Pavel Labath via llvm-dev llvm-dev at lists.llvm.org
Mon Nov 18 02:08:11 PST 2019


On 15/11/2019 18:54, David Blaikie via llvm-dev wrote:
>        You’d need such a DIE if you wanted the debugger to be able to
>     look at the return value from source() anyway,
> 
> 
> Not so far as I know - with GDB (& I assume LLDB) when you call a 
> function and return from it (eg: "finish" or "step" that steps across 
> the end of a function) the debugger prints out the return value (using 
> the DW_AT_type of the DW_TAG_subprogram that was executing & its 
> knowledge of the ABI to know where/how that value would be stored during 
> the return) & you can actually then query it and do other things using 
> the artificial variable name GDB provides

[Not really related to DW_OP_implicit_pointer, but I though this is 
worth mentioning.]

I'm not sure how gdb does this (though I don't know how it could do 
anything different), but the way this is implemented in lldb is a bit 
dodgy, and often does not work for non-trivial return types (== types 
that cannot be returned "by value" in registers).

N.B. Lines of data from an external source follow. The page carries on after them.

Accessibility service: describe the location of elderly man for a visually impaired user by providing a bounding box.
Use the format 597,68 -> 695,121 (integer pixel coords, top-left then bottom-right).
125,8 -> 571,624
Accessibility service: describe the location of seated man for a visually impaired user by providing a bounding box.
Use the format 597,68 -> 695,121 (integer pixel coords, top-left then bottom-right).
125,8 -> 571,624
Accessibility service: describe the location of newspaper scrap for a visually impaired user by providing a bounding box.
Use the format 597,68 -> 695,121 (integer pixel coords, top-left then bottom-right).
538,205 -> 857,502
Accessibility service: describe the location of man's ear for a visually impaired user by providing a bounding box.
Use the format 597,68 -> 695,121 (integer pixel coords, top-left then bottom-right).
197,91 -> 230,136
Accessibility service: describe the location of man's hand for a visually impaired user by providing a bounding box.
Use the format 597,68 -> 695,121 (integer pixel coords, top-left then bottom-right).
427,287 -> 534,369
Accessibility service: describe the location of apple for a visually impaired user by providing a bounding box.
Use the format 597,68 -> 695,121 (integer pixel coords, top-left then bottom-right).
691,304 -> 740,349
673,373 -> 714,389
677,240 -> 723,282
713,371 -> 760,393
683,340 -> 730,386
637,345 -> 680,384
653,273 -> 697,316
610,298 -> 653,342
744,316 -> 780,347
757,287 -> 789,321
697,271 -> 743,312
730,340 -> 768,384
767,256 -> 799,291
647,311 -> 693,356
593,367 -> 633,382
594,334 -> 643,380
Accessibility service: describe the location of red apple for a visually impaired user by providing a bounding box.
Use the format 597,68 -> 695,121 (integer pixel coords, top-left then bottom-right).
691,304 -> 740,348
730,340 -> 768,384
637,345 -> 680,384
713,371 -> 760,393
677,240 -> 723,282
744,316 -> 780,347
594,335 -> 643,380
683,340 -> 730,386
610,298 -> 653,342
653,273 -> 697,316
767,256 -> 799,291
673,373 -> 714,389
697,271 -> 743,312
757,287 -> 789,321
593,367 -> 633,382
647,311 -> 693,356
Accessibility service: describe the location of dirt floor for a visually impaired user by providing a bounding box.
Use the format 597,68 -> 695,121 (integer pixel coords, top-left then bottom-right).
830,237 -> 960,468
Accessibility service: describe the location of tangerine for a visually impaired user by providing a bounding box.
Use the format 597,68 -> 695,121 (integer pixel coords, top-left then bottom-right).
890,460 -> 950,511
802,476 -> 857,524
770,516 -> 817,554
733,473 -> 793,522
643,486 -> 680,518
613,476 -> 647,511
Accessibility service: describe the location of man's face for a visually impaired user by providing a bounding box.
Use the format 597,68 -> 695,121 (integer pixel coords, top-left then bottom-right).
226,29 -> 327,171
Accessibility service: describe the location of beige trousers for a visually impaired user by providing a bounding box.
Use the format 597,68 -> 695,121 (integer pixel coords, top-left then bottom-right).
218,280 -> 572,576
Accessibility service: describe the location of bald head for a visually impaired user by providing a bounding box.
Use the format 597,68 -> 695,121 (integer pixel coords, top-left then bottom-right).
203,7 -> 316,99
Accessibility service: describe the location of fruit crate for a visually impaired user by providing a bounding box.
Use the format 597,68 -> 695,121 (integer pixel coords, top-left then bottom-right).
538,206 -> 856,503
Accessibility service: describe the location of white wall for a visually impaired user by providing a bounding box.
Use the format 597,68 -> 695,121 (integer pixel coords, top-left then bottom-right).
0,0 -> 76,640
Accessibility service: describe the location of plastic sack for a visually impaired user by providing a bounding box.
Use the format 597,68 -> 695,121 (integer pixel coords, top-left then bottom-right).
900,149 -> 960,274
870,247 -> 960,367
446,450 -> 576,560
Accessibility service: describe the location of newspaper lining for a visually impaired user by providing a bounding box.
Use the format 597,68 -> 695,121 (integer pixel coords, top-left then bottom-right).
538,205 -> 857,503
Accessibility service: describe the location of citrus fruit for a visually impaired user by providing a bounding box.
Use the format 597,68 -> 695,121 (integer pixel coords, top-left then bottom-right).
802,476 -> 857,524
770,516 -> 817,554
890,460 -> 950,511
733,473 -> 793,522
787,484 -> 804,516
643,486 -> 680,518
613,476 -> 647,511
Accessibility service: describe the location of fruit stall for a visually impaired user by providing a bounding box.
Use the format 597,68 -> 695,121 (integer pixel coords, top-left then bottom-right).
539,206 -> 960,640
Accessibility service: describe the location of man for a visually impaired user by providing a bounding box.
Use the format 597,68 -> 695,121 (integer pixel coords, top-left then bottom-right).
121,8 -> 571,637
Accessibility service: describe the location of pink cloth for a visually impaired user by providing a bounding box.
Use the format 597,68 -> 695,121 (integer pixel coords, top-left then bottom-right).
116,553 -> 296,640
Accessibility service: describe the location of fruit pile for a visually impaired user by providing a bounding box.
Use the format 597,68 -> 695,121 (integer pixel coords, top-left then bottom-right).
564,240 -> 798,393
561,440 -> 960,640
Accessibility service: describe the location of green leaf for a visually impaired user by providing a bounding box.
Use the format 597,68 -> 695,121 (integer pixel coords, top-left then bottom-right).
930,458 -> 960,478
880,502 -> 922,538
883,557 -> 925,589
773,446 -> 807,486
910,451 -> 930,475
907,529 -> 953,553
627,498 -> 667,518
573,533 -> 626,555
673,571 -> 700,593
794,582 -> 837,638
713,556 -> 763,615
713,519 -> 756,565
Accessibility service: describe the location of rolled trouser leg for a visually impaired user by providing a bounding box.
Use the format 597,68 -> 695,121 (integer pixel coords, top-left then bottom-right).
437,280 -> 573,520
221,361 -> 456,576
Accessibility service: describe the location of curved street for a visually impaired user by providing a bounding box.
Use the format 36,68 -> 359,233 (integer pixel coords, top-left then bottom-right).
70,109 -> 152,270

The reason for that is that in these cases the ABI usually specifies 
that the address to store these return values is passed to the callee 
via some register. This register is usually also volatile, and the 
callee is free to reuse it for something else. That means that at the 
end of the "finish", in general, we're unable to know what the value of 
that register was at the *entry* to that function.

What lldb does right now is read the value of this register *after* the 
function returns, and hopes that it has not been modified. This works 
for simple leaf functions, but it can fail easily in more complex 
scenarios, particularly when optimizations are enabled.

Anyway, what I'm trying to say is that having a more trustworthy method 
of specifying the value/location of the function result would not be a 
completely bad idea. Or maybe there already is one and we're not using it?